Table S1: Enriched PFAM domains with an e‐value of 0, 48 h after chitin addition. Domain association was completed using metatranscriptomes.
Table S2: Depleted PFAM domains with an e‐value of 1e‐10 or lower, 1 h after glucose addition. Domain association was completed using metatranscriptomes.
Table S3: Measured 4MU release (ng) from chitinase activity screens. Each enzyme was screened in technical replicate. An assay (kit control) and negative control (DHFR plasmid expressed in vitro) were also included (see Experimental Procedure). Three subsrates were screened including 4‐Methylumbelliferyl N‐acetyl‐β‐D‐glucosaminide (Glu), 4‐Methylumbelliferyl N,N′‐diacetyl‐β‐D‐chitobioside (Di) and 4‐Methylumbelliferyl β‐D‐N,N′,N′′‐triacetylchitotriose (Tri).

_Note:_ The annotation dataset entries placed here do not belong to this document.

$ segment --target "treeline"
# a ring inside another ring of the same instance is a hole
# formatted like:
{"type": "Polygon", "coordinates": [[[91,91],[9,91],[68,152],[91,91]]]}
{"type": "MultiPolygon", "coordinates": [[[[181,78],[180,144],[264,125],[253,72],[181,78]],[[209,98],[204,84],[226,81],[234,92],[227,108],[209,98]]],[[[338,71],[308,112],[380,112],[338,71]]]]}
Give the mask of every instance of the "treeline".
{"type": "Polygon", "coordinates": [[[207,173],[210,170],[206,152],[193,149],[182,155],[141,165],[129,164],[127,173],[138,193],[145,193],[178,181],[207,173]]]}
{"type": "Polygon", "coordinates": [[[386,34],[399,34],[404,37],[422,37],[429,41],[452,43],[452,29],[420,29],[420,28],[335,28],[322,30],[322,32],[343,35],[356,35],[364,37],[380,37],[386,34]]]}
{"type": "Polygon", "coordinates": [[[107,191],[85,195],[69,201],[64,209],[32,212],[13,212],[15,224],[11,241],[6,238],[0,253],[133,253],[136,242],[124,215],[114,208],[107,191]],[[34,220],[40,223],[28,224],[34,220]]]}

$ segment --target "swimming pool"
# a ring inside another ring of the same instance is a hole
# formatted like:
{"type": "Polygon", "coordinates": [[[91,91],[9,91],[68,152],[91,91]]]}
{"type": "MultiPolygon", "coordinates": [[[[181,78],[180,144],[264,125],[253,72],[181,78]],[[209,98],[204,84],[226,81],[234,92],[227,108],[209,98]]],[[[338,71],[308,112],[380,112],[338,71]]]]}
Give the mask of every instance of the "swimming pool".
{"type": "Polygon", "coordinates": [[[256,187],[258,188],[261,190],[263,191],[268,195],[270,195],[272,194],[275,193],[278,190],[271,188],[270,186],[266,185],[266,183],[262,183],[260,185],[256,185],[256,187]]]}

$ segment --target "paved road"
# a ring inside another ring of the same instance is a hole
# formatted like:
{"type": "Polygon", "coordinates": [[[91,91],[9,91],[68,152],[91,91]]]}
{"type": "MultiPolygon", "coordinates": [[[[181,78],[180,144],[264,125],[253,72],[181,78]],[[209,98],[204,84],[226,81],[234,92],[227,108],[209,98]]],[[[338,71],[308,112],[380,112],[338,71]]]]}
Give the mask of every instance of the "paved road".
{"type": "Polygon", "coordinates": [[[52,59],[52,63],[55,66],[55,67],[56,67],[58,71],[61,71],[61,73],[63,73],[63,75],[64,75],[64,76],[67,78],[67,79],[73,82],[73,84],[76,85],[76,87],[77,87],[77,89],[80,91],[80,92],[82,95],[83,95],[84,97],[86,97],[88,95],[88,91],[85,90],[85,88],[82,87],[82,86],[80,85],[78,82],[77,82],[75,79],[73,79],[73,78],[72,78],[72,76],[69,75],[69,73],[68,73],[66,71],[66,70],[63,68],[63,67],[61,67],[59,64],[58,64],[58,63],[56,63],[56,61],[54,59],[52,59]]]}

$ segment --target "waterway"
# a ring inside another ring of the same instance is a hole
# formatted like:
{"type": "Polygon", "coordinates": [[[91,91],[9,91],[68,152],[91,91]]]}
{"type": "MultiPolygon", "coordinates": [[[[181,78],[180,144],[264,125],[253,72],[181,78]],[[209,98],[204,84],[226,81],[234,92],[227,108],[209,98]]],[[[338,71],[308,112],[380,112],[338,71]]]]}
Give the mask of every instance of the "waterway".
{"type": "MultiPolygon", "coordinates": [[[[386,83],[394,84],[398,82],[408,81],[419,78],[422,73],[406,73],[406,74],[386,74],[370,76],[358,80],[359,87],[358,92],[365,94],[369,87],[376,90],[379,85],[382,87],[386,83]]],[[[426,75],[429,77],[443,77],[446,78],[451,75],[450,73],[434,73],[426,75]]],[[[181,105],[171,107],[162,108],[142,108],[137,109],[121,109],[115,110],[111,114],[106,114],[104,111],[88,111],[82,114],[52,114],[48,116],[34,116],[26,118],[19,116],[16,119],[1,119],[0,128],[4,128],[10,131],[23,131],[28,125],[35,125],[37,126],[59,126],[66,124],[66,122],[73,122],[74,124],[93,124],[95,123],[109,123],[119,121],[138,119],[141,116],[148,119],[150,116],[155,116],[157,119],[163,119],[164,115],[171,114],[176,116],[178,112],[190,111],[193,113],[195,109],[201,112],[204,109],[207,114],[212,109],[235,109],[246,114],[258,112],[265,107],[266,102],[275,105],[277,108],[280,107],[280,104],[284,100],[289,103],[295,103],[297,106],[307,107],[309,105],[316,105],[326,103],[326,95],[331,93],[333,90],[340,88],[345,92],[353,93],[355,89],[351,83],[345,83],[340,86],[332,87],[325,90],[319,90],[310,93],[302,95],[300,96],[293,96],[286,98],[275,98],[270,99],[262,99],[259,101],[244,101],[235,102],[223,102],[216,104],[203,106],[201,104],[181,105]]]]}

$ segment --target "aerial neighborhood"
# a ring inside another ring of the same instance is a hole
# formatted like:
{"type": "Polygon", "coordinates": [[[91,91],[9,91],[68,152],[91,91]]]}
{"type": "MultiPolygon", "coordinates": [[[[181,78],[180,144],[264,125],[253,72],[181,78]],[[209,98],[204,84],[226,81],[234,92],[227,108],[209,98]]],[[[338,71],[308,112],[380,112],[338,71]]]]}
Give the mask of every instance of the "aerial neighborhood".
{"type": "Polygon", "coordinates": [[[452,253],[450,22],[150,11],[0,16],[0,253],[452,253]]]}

Table S4: Associated PFAM domains according to Combined Phenotype Association (CPA).
Table S5: Enriched PFAM domains with an e‐value of less than 1e‐11, 1 h after glucose addition. Domain association was completed using metatranscriptomes.
Data Availability Statement
The datasets generated and analysed (raw reads) during the current study are available in the NCBI Sequencing Read Archive (SRA) repository under BioProject: PRJNA1293438. A reviewer link for the submitted SRA data can be found here. The data are set to be released February 28, 2026, or upon publication, whichever comes first.